What Caused Dade's Absent Ballot Blunder On Sunday
MIAMI (CBS4) – When Miami-Dade election department workers locked the doors of their Doral headquarters on voters who showed up to vote by absentee ballot on Sunday, anger spread through the line of nearly 200 people and lingered even after voting resumed about an hour later.
Lida Rodriguez-Taseff, Chair of the Miami-Dade Election Reform Coalition, described the situation as she saw it.
"What we're seeing out here today is a little bit of chaos and a lot of incompetence rolled into one and it's too bad that we don't seem to be able to get his stuff right," said Rodriguez-Taseff.
Miami-Dade District 7 County Commissioner Xavier Suarez said he had no idea the elections department headquarters was going to open for absentee voting on Sunday even though elections officials say the decision was made Saturday night.
"We were not aware until people started complaining at 3 p.m. it had been shut down," said Suarez.
Suarez said although the county was hindered by the shortened early voting period, only eight days compared to 14 days during the last presidential election in 2008, he felt the early voting process in Miami-Dade could have gone much more smoothly.
He said he felt "a little bit of frustration" about how early voting was handled.
"We should have had a lot more voting locations in retrospect. We were planning based on 2008 which was a huge turnout year and I'm not sure how the mathematics were wrong, the metrics somehow went wrong here in the planning," said Suarez.
District 4 Commissioner Sally Heyman said most of the blame lies with Governor Rick Scott and the shorter early voting time.
"More hours, more days are what's needed," she said.
She said the county did the best it could with the resources it had, but added that more early voting sites would have helped.
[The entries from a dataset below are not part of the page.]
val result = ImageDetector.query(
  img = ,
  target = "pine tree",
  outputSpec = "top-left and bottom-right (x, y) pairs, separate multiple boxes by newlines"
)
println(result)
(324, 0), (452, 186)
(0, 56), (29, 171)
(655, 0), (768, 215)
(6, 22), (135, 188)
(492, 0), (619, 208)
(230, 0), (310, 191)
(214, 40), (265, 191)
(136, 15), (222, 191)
"We only had 20 sites in all of Dade County," she pointed out.
Heyman said the elections office has listened to concerns throughout the early voting process.
"I am on speed dial with the elections department with the issues that have concerns come forward. They've been incredibly responsive." she said.
Still, Rodriguez Taseff said she fears the early voting issues could become more than just an inconvenience.
"Start praying and hoping it's not close on Tuesday because if it's close and all these votes have to be recounted or people start wondering whether votes were suppressed because of long lines and lack of early voting options," said Rodriguez-Taseff. "I think people are going to start looking again at Florida and say we can't get it right again."